The study postulates that maternal age effects, higher spontaneous abortion rates with age, and increased early abortion probability for heavily imbalanced conceptions explain the observed chromosomal aberration patterns. A stepwise logistic regression of 13,299 pregnancies with known parental ages showed that paternal age does not influence maternal age specific rates, except possibly for 47,XXY, supporting the proposed mechanisms. Maternal age specific rates for major chromosome aberrations were determined in 52,965 pregnancies; rates rise exponentially with age for trisomies 21, 18, 13, XXX, XXY, plateau for autosomal trisomies, and decline with age for 45,X.

Abstract

Abstract Maternal age specific rates for all major chromosome aberrations have been determined in 52 965 pregnancies in mothers 35 years of age and over at the time of amniocentesis. Rates increase exponentially with advancing maternal age for trisomies 21, 18 and 13, and for the XXX and XXY syndromes, but in the autosomal trisomies this rise appears to be followed by a levelling off at the upper end of the age range. A significant inverse relationship with maternal age is found for 45,X cases.
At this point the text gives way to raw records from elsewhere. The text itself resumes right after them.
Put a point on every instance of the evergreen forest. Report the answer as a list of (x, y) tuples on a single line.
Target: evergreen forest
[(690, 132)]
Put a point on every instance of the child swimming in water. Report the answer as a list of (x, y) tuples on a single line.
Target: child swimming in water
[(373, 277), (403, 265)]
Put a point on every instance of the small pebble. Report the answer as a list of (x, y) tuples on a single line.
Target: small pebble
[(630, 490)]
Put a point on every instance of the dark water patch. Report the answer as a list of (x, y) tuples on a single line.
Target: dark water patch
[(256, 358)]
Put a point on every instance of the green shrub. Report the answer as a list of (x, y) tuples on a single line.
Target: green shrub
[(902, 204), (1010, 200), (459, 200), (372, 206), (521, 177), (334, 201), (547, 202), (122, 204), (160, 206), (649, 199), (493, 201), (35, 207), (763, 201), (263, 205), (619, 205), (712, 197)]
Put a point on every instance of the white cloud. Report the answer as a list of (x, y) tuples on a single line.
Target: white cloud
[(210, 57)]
It is postulated that these various patterns are the result of the interaction of three principal factors: a maternal age effect acting particularly on first meiotic nondisjunction: a higher spontaneous abortion rate with advancing maternal age for aneuploid as compared to euploid conceptions; and an increased probability of spontaneous abortion before the time of amniocentesis for conceptions with more extensive chromosome imbalance. A stepwise logistic regression analysis of 13 299 pregnancies in which both parental ages are known shows that the father's age does not influence these maternal age specific rates, with the possible exception of the 47,XXY syndrome.